Неожиданно я услышал звук труб и выкрики:

- Дорогу! Дорогу!

Во дворец вошла шеренга Слуг и направилась к комнатам Принца. Двое из них тащили извивающуюся, вырывающуюся и разъяренную фигурку с полураскрытыми крыльями. Эвлуэла! Я закричал, но голос мой тонул в шуме. И пробраться я к ней не смог. Меня отшвырнули Слуги. Процессия исчезла в комнатах Принца.
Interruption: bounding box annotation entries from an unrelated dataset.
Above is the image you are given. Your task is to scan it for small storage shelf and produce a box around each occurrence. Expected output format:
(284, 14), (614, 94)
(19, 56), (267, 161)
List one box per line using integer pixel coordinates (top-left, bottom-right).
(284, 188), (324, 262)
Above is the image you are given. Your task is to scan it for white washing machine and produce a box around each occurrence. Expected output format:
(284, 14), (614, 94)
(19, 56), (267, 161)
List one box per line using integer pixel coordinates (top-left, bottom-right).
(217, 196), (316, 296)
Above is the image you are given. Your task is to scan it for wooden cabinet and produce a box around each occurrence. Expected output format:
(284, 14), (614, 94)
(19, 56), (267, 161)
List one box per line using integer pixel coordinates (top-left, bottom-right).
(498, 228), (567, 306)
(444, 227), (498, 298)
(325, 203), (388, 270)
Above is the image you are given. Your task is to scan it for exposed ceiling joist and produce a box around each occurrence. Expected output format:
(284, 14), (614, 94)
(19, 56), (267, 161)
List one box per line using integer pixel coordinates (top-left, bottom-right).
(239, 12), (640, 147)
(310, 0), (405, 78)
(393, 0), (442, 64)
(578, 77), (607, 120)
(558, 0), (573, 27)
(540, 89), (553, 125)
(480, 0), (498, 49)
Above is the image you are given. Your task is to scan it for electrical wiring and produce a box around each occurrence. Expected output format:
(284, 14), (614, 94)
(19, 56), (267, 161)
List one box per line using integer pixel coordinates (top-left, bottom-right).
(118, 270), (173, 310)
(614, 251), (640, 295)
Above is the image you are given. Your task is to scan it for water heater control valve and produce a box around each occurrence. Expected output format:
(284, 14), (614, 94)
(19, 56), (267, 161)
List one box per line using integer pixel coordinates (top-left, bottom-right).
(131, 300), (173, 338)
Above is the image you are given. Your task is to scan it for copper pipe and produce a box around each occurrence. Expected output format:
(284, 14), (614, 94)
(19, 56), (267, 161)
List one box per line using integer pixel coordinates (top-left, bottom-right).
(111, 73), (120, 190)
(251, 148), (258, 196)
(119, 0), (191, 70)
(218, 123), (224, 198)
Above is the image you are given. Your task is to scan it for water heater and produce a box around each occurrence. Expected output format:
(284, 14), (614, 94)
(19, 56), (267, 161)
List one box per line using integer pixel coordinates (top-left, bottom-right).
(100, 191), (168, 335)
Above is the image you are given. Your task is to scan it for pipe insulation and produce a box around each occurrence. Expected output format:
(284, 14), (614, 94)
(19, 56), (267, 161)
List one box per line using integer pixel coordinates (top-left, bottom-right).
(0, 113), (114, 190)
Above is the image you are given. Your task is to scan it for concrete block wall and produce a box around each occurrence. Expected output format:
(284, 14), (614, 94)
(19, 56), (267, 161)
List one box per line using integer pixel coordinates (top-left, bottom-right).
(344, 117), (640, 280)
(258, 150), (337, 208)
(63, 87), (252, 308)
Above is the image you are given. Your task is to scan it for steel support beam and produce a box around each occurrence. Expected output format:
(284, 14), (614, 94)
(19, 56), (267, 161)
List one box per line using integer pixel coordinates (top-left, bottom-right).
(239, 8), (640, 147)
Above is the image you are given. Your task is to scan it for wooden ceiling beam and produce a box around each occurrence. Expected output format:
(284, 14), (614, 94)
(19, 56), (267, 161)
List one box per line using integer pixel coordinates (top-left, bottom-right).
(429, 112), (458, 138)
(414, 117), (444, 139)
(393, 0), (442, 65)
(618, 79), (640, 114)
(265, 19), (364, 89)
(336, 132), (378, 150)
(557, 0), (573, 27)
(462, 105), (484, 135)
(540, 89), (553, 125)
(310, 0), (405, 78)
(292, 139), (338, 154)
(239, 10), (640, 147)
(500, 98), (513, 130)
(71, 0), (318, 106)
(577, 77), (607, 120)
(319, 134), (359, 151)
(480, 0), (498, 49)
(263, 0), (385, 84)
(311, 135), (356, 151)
Я перехватил взгляд маленькой Воздухоплавательницы, особенно бледной и хрупкой, какой она казалась в окружении охранников, и она опять исчезла.

Я схватил за рукав бурчавшего что-то Ньютера, бредущего мимо с безразличным видом.

- Это Воздухоплавательница! Зачем ее привели сюда?

- Он-он-они…

- Скажи мне!

- Принц… его женщина… в его колеснице - он-он-они-завоеватели…

Я оттолкнул это лепечущее существо и бросился к дверям. Передо мной встала медная стена, раз в десять выше моего роста. Я застучал по ней что было силы.

- Эвлуэла! - крикнул я хрипло. - Эвлуэла!

Меня не отогнали, но и не пропустили. На меня просто не обратили никакого внимания. Бедлам, царящий у западных дверей, охватил уже и проходы, и все помещение, и поскольку ко мне уже бежали разъяренные нищие, я развернулся и бросился к ближайшему выходу.